Karsten Nohl, a graduate student working with two researchers based in Germany, said the problem lies in what he calls weak encryption in the MiFare Classic, an RFID chip manufactured by NXP Semiconductors. Now that he's broken the encryption, Nohl said he would only need a laptop, a scanner and a few minutes to get the cryptographic key to an RFID door lock and create a duplicate card to open it at will.
And that, according to Ken van Wyk, principal consultant at KRvW Associates, is a big security problem for users of the technology.
"It turns out it's a pretty huge deal," said van Wyk. "There are a lot of these things floating around out there. Using it for building locks is the biggy, especially when it's used in sensitive government facilities — and I know for a fact it's being used in sensitive government facilities."

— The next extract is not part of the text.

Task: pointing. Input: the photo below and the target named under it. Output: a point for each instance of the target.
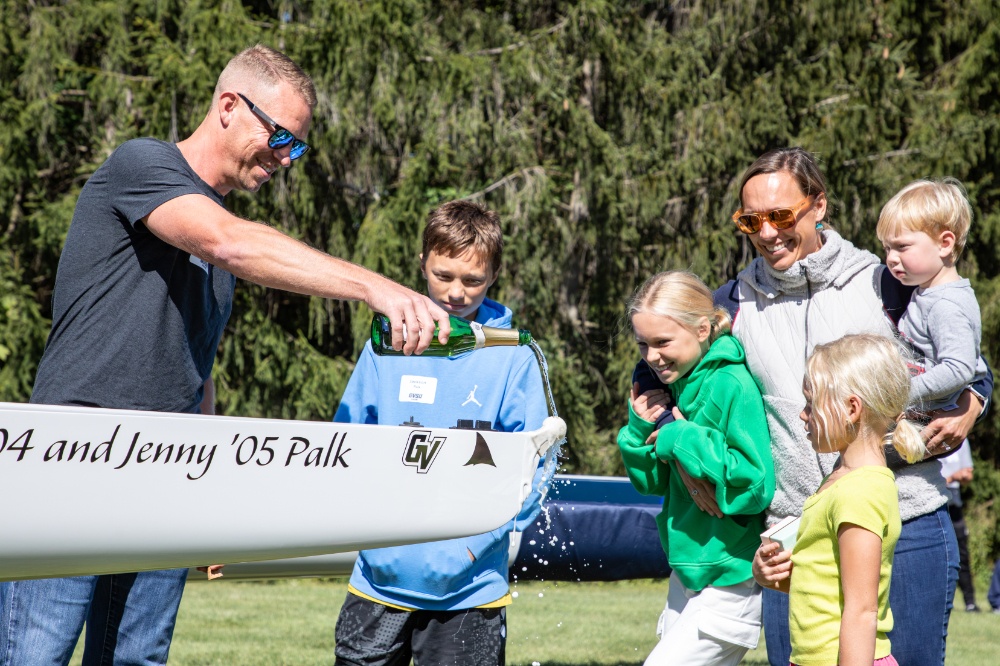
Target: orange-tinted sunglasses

Van Wyk told Computerworld that one European country has deployed military soldiers to guard some government facilities that use the MiFare Classic chip in their smart door key cards. "Deploying guards to facilities like that is not done lightly," he added. "They recognize that they have a huge exposure. Deploying guards is expensive. They're not doing it because it's fun. They're safeguarding their systems." He declined to identify the European country.
Manuel Albers, a spokesman for NXP Semiconductors, said the company has confirmed some of Nohl's findings. However, he said there are no plans to take the popular chip off the market.
"The MiFare chip was first introduced in 1994. At the time, the security level was very high," he said in an interview. "The 48-bit key lengths for encryption was state of the art."
Albers added that the company has other, more secure chips in its product portfolio these days, but the MiFare Classic is a relatively inexpensive, entry-level chip. Anyone needing a highly secure smart card should make sure there's layered security and not just depend on the chip's encryption, he said.
"We have to start this discussion, really, at the level where we differentiate between the security level the chip provides and the additional security features an entire card provides. You're dealing with a layered security system, like strands to a rope," said Albers, noting that between 1 billion and 2 billion smart cards with this MiFare Classic-type chip have been sold. "As long as there's demand for this product [and] system integrators saying this product is good enough for their platforms, we will continue to offer it."
Albers noted that NXP recently released MiFare Plus, which is backward-compatible with the MiFare Classic while offering better security. He said the company did not release the updated chip because of Nohl's findings, but it did use some of his information when designing it.
"The problem is the card and the card reader," said Nohl. "They speak the same cryptography language that is flawed. Both need to be replaced. There is a lot of infrastructure to be replaced. The encryption is not standard. It's weak. It uses two short keys."
While Albers said "the majority" of the smart cards with this chip are used as bus or subway cards, both van Wyke and Nohl said the real problem lies in the cards that are used as door locks.